Qu’est-ce que l’envie ?
Selon le Lisan al-Arab, « l’envie dans la langue est le fait que quelqu’un voit une bénédiction chez son frère et souhaite qu’elle disparaisse pour qu’il la possède à sa place. » Al-Jahiz a exprimé le même sens dans les lettres de l’envieux et l’envié (vol. 3, p. 8) : « L’envieux n’a pour but que de priver son voisin de la bénédiction que Dieu lui a donnée, sans jamais oublier. » Il dit aussi dans la même lettre (p. 115) : « L’envie – que Dieu te garde – est une maladie qui épuise le corps, corrompt l’amitié, dont le traitement est difficile et dont le porteur est constamment agité. C’est un problème complexe et insoluble, ce qui est manifeste ne peut être soigné, et ce qui est caché ne peut être guéri. C’est pourquoi le Prophète, paix et bénédictions sur lui, a dit : « Le mal des nations avant vous s’est infiltré en vous: l’envie et la haine. »
L’envie est donc une caractéristique condamnable, aussi ancienne que l’humanité elle-même, et il est difficile d’en comprendre pleinement la nature à cause de son obscurité. Quiconque est touché par cette maladie ne peut jouir d’aucune autre vertu, car c’est par l’envie que le premier péché sur terre a été commis: le meurtre d’Abel par Caïn. L’envie peut pousser l’envieux à devenir un ami intime du mensonge, un mal plus douloureux que l’inimitié.
L’envie des voisins
Al-Jahiz écrit: « Les voisins – que Dieu te bénisse – sont des espions pour toi, et leurs yeux sont constamment fixés sur toi. Si tu étais pauvre parmi eux et que tu devenais riche, distribuant et donnant, habillant et nourrissant, tandis qu’eux demeuraient dans leur état de pauvreté, la calamité de l’envie serait grande pour eux, et ils en seraient affligés pour toujours.
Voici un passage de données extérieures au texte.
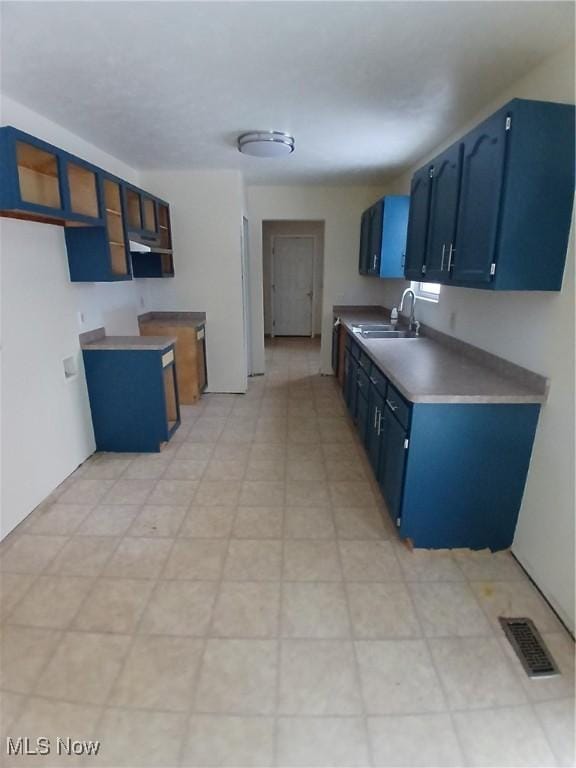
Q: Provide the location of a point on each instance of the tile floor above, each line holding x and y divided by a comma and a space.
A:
241, 599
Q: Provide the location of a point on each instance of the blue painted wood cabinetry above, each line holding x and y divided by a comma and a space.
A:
452, 475
383, 237
497, 208
41, 182
133, 397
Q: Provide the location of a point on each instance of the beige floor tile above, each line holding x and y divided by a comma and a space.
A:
185, 469
513, 599
52, 601
179, 608
84, 667
208, 522
398, 677
309, 523
360, 523
159, 673
557, 719
86, 491
428, 565
381, 610
258, 493
238, 677
475, 673
158, 520
31, 554
484, 565
196, 559
266, 469
108, 520
138, 558
352, 493
23, 653
223, 469
56, 519
247, 609
253, 560
503, 737
131, 739
219, 493
13, 587
448, 609
258, 523
314, 610
307, 493
194, 452
328, 742
318, 677
369, 561
228, 741
413, 741
114, 605
57, 719
129, 492
177, 492
311, 561
83, 556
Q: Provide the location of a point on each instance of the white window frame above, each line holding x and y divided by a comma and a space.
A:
422, 294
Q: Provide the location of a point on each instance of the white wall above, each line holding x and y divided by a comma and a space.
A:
340, 208
206, 210
271, 229
535, 330
46, 428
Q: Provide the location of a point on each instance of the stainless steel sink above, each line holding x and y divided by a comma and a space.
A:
386, 333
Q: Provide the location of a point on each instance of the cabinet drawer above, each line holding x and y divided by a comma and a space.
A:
378, 380
364, 362
399, 407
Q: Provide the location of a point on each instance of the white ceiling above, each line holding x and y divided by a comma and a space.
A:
367, 88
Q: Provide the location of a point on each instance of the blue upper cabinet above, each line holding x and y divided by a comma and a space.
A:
383, 237
100, 212
416, 240
500, 203
41, 182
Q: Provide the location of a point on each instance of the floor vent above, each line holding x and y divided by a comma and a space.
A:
529, 647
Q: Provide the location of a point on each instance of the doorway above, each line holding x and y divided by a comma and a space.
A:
293, 277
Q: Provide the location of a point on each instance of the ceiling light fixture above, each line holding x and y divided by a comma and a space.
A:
266, 144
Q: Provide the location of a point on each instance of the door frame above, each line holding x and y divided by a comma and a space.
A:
314, 238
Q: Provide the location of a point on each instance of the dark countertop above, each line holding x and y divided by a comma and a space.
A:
191, 319
443, 369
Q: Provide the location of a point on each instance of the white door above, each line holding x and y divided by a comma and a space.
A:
292, 285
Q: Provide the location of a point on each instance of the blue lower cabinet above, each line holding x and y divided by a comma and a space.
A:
133, 398
452, 475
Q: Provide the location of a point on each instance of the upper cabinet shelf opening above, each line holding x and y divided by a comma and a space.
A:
101, 213
494, 210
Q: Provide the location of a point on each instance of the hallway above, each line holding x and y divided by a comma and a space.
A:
242, 599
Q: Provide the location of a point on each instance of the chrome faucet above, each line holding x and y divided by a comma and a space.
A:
413, 324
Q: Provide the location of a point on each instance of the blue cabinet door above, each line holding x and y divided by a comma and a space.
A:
392, 463
418, 224
364, 243
441, 245
483, 164
394, 229
375, 251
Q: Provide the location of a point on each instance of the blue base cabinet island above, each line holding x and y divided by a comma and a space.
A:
494, 210
133, 392
452, 473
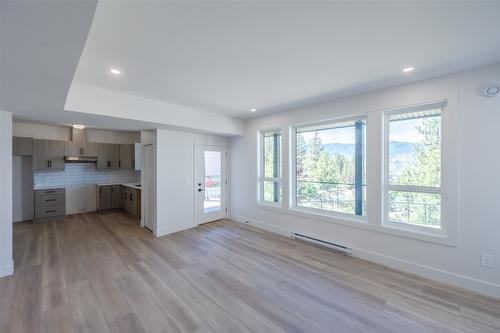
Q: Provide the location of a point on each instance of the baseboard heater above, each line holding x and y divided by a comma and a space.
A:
336, 247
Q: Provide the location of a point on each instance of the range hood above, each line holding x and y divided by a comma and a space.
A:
76, 148
80, 159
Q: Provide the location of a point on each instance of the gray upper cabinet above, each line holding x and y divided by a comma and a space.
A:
108, 156
127, 152
48, 155
22, 146
75, 148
Si l’envié n’était pas protégé par l’aide divine, chaque jour serait pour lui un jour de misère, chaque nuit une privation, sa richesse volée, son sang versé, et son honneur frappé. »
Parmi les raisons de l’envie entre voisins, selon Al-Jahiz, figure le fait que le voisin envieux connaît tout de la vie de son voisin, est informé de ses bénédictions et rivalise avec lui sur ses terres adjacentes. Il ajoute dans « La Lettre sur le Sérieux et la Plaisanterie » (vol. 1, p. 186) que lorsque la parenté, le voisinage et le même métier se rencontrent, les raisons de l’envie et de l’inimitié sont plus fortes.
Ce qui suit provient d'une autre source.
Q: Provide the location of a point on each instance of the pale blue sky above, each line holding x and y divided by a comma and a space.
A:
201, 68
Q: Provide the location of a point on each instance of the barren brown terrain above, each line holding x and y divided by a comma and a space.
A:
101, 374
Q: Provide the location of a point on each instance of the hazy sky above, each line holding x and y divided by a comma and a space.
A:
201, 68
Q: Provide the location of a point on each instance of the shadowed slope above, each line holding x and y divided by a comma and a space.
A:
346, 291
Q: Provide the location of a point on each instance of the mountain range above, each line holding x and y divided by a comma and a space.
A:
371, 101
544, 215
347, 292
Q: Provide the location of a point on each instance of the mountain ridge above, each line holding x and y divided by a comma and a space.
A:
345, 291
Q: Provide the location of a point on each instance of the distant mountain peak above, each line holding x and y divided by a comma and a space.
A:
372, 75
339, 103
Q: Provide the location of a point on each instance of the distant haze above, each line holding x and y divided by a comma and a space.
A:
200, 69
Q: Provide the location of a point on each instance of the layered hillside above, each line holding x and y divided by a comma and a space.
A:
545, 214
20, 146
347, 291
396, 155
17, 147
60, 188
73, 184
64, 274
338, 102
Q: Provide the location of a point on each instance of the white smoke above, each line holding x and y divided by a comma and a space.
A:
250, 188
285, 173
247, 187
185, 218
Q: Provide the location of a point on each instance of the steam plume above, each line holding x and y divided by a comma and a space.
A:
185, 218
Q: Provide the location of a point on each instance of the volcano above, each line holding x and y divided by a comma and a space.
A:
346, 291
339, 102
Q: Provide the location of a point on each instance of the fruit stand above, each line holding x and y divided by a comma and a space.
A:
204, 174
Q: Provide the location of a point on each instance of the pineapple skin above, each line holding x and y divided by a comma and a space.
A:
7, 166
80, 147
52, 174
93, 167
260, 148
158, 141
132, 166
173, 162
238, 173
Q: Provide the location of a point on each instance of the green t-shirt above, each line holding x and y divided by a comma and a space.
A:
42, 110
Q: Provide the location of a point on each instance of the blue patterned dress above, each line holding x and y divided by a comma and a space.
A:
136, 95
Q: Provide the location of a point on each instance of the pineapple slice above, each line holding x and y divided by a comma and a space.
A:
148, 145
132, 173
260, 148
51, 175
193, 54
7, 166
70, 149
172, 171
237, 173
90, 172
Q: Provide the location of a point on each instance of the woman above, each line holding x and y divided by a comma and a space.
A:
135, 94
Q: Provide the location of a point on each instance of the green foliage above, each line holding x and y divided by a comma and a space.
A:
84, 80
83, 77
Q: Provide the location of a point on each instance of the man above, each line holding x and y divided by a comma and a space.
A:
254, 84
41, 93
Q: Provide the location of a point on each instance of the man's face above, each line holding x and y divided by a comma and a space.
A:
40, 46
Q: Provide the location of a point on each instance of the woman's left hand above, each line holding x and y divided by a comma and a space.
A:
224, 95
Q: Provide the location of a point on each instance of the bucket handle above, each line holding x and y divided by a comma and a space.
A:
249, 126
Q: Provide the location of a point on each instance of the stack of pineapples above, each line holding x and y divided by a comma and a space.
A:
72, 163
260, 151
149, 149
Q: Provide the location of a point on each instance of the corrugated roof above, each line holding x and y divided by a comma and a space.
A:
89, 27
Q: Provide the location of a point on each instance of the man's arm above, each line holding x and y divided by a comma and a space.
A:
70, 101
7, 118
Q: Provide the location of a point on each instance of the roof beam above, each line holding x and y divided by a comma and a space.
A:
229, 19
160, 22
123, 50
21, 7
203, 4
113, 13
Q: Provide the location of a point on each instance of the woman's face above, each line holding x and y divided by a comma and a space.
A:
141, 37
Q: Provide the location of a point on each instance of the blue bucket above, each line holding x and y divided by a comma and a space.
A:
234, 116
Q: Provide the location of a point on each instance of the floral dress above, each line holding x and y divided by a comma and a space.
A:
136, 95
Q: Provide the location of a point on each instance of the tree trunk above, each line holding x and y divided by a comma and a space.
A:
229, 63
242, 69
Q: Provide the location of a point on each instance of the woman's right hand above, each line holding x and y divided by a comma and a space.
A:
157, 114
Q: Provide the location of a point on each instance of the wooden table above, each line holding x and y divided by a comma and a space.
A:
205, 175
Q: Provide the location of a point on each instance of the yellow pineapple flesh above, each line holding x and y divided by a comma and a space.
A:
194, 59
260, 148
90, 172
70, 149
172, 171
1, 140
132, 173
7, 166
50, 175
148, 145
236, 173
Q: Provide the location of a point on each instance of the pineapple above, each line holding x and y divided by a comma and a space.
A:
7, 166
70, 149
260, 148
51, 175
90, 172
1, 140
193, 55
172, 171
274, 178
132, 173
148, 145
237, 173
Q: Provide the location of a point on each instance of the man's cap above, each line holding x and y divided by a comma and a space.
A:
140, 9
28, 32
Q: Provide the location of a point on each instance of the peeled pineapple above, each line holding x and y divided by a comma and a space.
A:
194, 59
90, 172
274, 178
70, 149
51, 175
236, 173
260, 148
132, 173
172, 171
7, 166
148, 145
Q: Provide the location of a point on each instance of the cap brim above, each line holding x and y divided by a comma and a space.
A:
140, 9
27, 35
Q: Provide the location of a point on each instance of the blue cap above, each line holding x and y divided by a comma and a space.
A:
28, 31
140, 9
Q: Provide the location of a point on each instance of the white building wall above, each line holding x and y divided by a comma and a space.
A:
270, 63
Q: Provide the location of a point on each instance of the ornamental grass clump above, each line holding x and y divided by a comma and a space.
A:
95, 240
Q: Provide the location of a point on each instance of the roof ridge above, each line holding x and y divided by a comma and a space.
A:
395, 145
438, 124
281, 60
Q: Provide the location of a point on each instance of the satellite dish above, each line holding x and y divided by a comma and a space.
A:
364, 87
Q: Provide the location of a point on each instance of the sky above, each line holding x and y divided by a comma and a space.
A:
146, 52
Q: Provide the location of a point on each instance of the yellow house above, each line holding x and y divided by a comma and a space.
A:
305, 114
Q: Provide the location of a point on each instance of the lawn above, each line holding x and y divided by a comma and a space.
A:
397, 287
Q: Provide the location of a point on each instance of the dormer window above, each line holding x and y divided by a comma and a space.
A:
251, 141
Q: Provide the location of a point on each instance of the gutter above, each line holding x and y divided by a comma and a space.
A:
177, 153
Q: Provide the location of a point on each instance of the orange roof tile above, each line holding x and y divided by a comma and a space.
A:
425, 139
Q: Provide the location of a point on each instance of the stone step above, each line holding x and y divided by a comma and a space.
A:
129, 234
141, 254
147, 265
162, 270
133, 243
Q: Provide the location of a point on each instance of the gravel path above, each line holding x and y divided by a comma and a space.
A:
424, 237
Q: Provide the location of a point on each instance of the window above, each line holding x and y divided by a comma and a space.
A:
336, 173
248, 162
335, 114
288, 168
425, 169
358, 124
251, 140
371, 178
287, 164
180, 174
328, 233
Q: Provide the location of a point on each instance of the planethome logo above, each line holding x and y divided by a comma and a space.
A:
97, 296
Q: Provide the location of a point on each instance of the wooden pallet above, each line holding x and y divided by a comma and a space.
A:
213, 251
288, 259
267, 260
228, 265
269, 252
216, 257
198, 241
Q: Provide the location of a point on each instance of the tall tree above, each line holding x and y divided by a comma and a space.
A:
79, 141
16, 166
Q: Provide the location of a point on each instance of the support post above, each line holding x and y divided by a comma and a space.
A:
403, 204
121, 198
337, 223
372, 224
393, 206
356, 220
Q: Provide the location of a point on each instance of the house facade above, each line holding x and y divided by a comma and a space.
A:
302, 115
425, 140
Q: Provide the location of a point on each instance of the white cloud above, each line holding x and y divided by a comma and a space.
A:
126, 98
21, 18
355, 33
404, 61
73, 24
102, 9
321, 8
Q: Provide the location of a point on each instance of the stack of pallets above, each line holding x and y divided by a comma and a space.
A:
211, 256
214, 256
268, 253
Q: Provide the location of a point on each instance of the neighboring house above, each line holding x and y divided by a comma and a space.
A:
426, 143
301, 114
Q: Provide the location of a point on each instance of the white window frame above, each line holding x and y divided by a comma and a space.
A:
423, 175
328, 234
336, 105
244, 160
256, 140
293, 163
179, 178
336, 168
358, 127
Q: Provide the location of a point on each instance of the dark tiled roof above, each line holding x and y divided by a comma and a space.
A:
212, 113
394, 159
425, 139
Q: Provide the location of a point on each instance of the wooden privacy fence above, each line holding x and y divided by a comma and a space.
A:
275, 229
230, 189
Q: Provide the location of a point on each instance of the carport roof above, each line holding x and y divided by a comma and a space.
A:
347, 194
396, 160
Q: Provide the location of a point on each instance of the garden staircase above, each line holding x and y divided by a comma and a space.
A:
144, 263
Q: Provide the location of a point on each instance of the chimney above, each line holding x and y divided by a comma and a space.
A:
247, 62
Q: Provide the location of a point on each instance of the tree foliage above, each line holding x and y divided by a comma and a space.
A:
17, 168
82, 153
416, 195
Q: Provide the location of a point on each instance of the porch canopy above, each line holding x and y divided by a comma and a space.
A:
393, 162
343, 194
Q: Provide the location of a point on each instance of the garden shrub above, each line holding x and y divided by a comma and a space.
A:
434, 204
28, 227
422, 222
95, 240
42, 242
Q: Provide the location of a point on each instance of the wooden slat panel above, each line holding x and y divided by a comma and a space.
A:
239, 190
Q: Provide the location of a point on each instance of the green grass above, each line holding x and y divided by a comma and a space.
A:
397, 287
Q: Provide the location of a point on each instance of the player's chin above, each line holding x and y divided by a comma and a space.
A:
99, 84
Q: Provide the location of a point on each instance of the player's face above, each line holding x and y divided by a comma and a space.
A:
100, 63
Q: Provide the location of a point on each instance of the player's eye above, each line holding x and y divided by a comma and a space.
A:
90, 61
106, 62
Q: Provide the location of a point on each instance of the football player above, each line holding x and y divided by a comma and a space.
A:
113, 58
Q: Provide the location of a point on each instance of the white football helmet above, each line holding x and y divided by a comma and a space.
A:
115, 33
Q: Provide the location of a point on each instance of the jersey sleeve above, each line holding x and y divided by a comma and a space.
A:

Le voisin envieux et le savoir
Il apparaît que si le voisin envieux est un savant mais faible dans son domaine, sans atteindre l’excellence, il jalouse les érudits éminents, et son envie le pousse à les dénigrer, à les critiquer et à calomnier chacun d’entre eux, croyant à tort qu’en agissant ainsi, il atteindra leur rang et leur stature, malgré leur supériorité.
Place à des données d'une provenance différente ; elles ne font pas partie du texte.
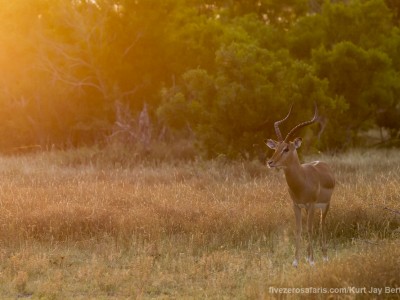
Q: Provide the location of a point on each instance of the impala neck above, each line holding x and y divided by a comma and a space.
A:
294, 174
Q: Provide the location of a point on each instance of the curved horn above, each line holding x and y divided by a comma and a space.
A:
301, 125
277, 123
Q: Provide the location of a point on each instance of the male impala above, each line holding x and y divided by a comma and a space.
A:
310, 184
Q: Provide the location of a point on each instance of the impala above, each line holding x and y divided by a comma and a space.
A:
310, 184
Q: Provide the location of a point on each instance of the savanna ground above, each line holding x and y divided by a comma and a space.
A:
89, 225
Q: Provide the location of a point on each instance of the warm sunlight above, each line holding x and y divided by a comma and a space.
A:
134, 160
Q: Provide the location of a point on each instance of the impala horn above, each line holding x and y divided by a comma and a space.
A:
301, 125
277, 123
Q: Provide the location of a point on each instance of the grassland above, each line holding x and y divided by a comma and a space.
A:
88, 224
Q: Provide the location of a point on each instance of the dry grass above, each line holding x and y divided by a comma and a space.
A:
76, 225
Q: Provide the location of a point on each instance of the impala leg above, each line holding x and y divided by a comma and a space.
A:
310, 218
297, 213
323, 233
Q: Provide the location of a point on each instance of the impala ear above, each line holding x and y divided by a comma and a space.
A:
297, 142
271, 143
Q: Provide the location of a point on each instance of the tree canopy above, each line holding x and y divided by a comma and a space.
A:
222, 71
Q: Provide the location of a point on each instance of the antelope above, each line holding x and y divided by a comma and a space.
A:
310, 184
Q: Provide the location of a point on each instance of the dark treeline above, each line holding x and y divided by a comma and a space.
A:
82, 72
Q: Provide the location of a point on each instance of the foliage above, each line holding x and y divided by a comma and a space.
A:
222, 71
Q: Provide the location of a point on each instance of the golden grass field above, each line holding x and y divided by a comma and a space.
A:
85, 225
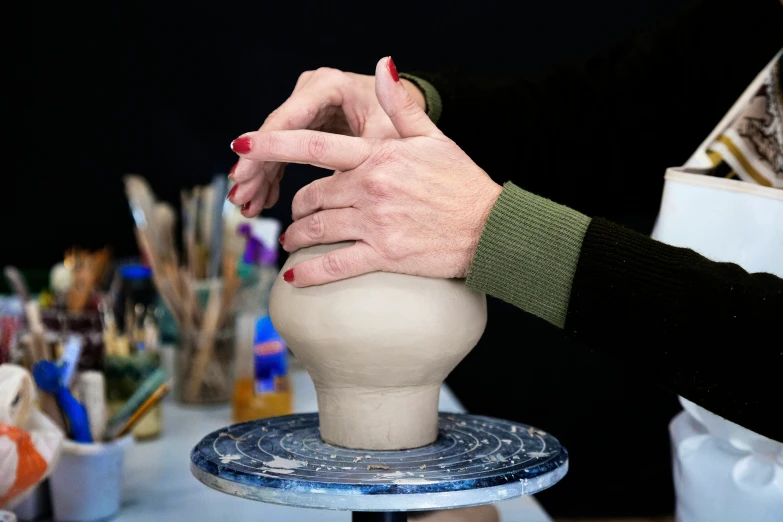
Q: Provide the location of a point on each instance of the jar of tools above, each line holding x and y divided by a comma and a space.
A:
204, 364
132, 341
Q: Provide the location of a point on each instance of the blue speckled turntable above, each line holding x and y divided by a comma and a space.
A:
283, 460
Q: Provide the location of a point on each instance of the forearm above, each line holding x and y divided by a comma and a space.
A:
666, 312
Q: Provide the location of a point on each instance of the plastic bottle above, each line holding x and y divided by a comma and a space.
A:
261, 386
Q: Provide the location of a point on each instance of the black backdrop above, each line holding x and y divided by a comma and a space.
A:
96, 90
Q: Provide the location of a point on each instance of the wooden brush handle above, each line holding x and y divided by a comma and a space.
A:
206, 343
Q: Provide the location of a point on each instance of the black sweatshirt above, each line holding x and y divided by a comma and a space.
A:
707, 331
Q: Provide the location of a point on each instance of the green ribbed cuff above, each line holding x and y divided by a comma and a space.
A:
527, 253
431, 96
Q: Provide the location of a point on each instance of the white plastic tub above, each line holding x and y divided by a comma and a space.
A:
86, 486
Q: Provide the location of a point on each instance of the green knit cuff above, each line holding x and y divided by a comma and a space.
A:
431, 96
527, 253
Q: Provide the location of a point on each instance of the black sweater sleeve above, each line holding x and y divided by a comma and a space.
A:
707, 331
597, 135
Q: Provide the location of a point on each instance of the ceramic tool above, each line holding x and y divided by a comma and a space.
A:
148, 394
220, 190
47, 377
475, 460
17, 393
90, 387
En conclusion, que Dieu nous protège, vous et nous, du mal d’un voisin envieux, ignoble, vil et méprisable, réunissant en lui toutes les caractéristiques condamnables, tant visibles que cachées, comme l’hypocrisie, la haine, la flatterie, la ruse et l’inimitié… Ainsi, il perd sa liberté, devenant esclave de son envie, incapable – comme l’a exprimé Al-Jahiz – de la maîtriser ou de la cacher, car elle domine son porteur plus qu’un maître sur son esclave.